Chauncey Gardiner (actually, Chance the gardener), was the mentally incapacitated gardener played by Peter Sellers in the screen version of Jerzy Kozinski's sagacious novel Being There. Chauncey, a man whose life was limited to gardening and watching TV, became, through a series of misapprehensions, the top adviser to officials in Washington, including the President:

President "Bobby": Mr. Gardener, do you agree with Ben, or do you think that we can stimulate growth through temporary incentives?
[Long pause]
Chance the Gardener: As long as the roots are not severed, all is well. And all will be well in the garden.
President "Bobby": In the garden.
Chance the Gardener: Yes. In the garden, growth has it seasons. First comes spring and summer, but then we have fall and winter. And then we get spring and summer again.
President "Bobby": Spring and summer.
Chance the Gardener: Yes.
President "Bobby": Then fall and winter.
Chance the Gardener: Yes.
Benjamin Rand: I think what our insightful young friend is saying is that we welcome the inevitable seasons of nature, but we're upset by the seasons of our economy.
Chance the Gardener: Yes! There will be growth in the spring!
Benjamin Rand: Hmm!
Chance the Gardener: Hmm!
President "Bobby": Hmm. Well, Mr. Gardiner, I must admit that is one of the most refreshing and optimistic statements I've heard in a very, very long time.
[Benjamin Rand applauds]
President "Bobby": I admire your good, solid sense. That's precisely what we lack on Capitol Hill.

President Bobby adopted Chance's optimistic advice in an address before the Financial Institute of America. His speech was the talk of the town. Television, even in that distant past (Being There was written in 1970), was on the spot, with its unfailing ability to trivialize any topic.
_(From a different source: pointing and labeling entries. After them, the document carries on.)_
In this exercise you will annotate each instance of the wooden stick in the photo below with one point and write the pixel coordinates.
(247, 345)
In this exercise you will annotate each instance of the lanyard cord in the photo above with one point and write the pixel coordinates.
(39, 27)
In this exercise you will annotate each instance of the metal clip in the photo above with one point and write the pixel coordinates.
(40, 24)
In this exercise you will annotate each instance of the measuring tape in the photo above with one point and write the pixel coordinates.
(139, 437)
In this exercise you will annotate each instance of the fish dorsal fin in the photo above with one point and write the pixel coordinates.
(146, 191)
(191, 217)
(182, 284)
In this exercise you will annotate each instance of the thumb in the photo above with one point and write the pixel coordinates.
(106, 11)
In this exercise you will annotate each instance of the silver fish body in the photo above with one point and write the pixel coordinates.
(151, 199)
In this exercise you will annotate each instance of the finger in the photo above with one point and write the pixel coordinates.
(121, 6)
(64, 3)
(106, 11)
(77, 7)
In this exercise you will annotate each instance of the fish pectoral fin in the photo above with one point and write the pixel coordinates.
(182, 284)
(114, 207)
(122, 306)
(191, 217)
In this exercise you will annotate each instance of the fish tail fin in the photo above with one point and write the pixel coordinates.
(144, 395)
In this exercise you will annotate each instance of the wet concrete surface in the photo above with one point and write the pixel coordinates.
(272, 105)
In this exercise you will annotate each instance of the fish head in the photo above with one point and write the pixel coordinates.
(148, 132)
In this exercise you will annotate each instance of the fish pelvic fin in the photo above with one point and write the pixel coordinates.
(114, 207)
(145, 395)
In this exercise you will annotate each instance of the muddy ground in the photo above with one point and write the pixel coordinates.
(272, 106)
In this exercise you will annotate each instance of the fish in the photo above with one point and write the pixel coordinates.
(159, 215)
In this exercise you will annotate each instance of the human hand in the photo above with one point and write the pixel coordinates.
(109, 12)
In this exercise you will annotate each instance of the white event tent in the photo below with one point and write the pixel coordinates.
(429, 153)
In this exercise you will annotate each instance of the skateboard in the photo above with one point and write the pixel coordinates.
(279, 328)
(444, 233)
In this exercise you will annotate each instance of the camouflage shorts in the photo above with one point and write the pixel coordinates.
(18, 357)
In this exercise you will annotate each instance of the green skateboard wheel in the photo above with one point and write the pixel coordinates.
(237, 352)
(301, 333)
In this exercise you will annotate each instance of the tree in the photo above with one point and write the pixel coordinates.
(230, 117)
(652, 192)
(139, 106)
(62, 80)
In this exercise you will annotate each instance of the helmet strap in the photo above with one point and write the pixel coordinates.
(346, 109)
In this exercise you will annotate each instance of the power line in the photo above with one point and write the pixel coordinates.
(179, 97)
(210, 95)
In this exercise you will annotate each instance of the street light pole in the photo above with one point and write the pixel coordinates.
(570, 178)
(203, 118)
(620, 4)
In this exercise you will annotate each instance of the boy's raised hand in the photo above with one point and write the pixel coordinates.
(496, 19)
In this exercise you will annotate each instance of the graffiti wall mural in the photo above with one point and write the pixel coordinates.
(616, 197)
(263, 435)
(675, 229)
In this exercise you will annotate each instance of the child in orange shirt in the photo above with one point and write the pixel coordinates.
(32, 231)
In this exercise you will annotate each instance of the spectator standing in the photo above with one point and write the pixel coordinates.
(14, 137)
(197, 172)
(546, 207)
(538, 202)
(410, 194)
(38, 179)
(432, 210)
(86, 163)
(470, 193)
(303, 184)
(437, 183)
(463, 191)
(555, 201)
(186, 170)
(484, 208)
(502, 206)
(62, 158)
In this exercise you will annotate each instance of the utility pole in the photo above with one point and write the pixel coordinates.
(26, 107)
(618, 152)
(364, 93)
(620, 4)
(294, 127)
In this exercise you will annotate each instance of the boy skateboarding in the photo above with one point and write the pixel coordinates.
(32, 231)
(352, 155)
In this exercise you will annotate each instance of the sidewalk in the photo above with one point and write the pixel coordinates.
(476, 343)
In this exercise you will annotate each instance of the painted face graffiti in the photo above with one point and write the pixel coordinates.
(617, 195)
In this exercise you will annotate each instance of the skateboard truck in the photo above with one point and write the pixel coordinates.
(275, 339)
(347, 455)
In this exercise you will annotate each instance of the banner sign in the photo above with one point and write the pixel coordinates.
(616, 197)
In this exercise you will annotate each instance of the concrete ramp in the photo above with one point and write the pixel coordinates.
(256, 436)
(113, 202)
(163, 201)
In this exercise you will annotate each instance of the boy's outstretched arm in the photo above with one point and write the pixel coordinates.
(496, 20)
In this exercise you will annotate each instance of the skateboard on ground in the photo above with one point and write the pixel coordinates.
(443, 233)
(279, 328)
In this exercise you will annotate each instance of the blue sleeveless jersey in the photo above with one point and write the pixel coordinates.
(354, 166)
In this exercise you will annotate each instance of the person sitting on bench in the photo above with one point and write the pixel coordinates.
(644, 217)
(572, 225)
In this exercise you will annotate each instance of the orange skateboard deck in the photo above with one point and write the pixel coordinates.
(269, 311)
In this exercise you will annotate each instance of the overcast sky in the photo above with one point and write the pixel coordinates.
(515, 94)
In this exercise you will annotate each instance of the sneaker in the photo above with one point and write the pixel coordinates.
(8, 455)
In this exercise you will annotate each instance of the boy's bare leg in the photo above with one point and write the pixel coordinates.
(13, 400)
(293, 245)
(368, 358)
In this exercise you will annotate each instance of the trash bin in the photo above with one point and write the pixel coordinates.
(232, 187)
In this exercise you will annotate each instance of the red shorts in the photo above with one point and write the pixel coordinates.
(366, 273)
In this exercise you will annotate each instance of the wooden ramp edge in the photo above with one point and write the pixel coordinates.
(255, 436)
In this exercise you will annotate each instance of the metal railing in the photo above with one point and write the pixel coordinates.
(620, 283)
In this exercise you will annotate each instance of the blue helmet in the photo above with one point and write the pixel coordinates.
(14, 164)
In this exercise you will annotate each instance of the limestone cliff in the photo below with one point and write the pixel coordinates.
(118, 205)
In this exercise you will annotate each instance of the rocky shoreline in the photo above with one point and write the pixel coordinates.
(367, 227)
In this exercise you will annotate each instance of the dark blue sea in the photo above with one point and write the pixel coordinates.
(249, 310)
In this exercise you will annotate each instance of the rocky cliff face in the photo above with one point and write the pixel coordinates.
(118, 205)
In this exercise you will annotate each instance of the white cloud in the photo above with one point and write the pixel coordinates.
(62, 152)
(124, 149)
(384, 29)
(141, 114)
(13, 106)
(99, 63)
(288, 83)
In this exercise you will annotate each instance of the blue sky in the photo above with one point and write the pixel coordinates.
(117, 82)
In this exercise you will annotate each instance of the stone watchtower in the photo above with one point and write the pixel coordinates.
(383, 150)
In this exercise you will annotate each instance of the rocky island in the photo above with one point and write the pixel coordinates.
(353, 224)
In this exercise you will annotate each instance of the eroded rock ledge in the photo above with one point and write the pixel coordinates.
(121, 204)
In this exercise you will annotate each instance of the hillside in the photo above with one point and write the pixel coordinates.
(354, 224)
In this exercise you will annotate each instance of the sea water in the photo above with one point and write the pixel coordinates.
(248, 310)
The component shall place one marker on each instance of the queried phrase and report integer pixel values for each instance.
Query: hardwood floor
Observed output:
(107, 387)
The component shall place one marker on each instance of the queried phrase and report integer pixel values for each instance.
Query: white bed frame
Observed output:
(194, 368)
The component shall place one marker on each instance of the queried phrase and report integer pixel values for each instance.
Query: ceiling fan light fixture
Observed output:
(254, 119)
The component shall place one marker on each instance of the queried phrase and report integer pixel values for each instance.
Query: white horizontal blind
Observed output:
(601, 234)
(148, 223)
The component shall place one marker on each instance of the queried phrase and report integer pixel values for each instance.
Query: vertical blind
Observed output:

The host of "This Evening," a fictional, national TV news show with 40 million viewers, asked Chauncey Gardiner to appear after the Vice President cancelled.

Chauncey was asked for his opinion of the President's address, in which President Bobby "compared the economy of this country to a garden and indicated that after a period of decline a time of growth would naturally follow." Chauncey replied: "I do agree with the President: everything in it will grow strong in due course. And there is still plenty of room in it for new trees and new flowers of all kinds."

At the end of Chauncey's appearance, the host embraced him center stage. The audience's "applause mounted to uproar."

After his "green shoots" prophecy, Chairman Bernanke closed his "60 Minutes" performance. He offered Americans a sunlit future: "I think we will see recession coming to an end, probably this year [2009]. We'll see recovery beginning next year, and it will pick up steam, over time."

In the wake of this rousing prediction from the Chauncey Gardiner of Central Banking, Wall Street TV performers have talked the stock market up 75%. We are seeing new vistas of instability.